Big Data is Not Big Hassle
by Rosaria Silipo (PhD), Principal Data Scientist, KNIME.com AG
Why Big Data. And Why Not.
It is undeniable that a big data platform might solve your problems of storing and processing the massive amount of data generated routinely by your company. It is undeniable that Spark might solve your problems of speeding up your analytics process to get the results in real time.
I know what you are thinking. “Big Data and Spark would be a nice to have, but a major change in my company organization. And I am not talking about the products and the licenses. I am talking about finding the expertise to write Spark scripts and Hadoop SQL-like instructions to make them productive. Such skills are rare on the data science market, and I have neither time nor resources to hunt them!”
This is often the main obstacle between turning your current data science strategy into a big data science strategy. But bear with me till the end of this post and I will show you that the solution is actually closer than you think. Taking advantage of its friendly graphical representation of data science workflows, KNIME Analytics Platform enables you to access big data in Hadoop like any other traditional database and to use Spark MLlib functions like any local machine learning library.

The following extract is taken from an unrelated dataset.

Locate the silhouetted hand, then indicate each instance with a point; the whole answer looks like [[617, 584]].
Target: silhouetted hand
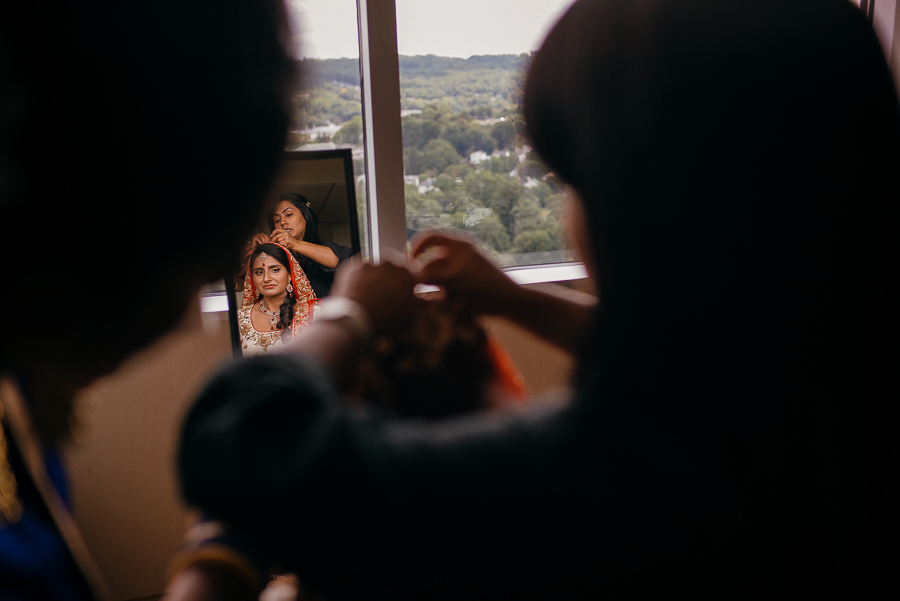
[[283, 238], [385, 292], [456, 265]]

KNIME Analytics Platform is the open solution for data-driven innovation. It is fast to deploy, easy to scale, intuitive to learn – thanks to its graphical user interface- and covers the machine learning and statistics algorithm landscape extensively. KNIME Analytics Platform is open source and downloadable for free from the KNIME web site https://www.knime.org/downloads/overview .
Some time ago I developed a workflow using predictive analytics to deal with missing values in a data set. The idea was to separate records with missing values in a selected column from records with no missing values in the same columns. The second data subset was used to train a machine learning model to predict the missing values in the selected column from the other columns’ values. The workflow was using in-database processing for data transformation and a machine learning algorithm for the predictive model. Both parts were implemented and controlled from within the graphical UI of KNIME Analytics Platform. The workflow is shown in figure 1.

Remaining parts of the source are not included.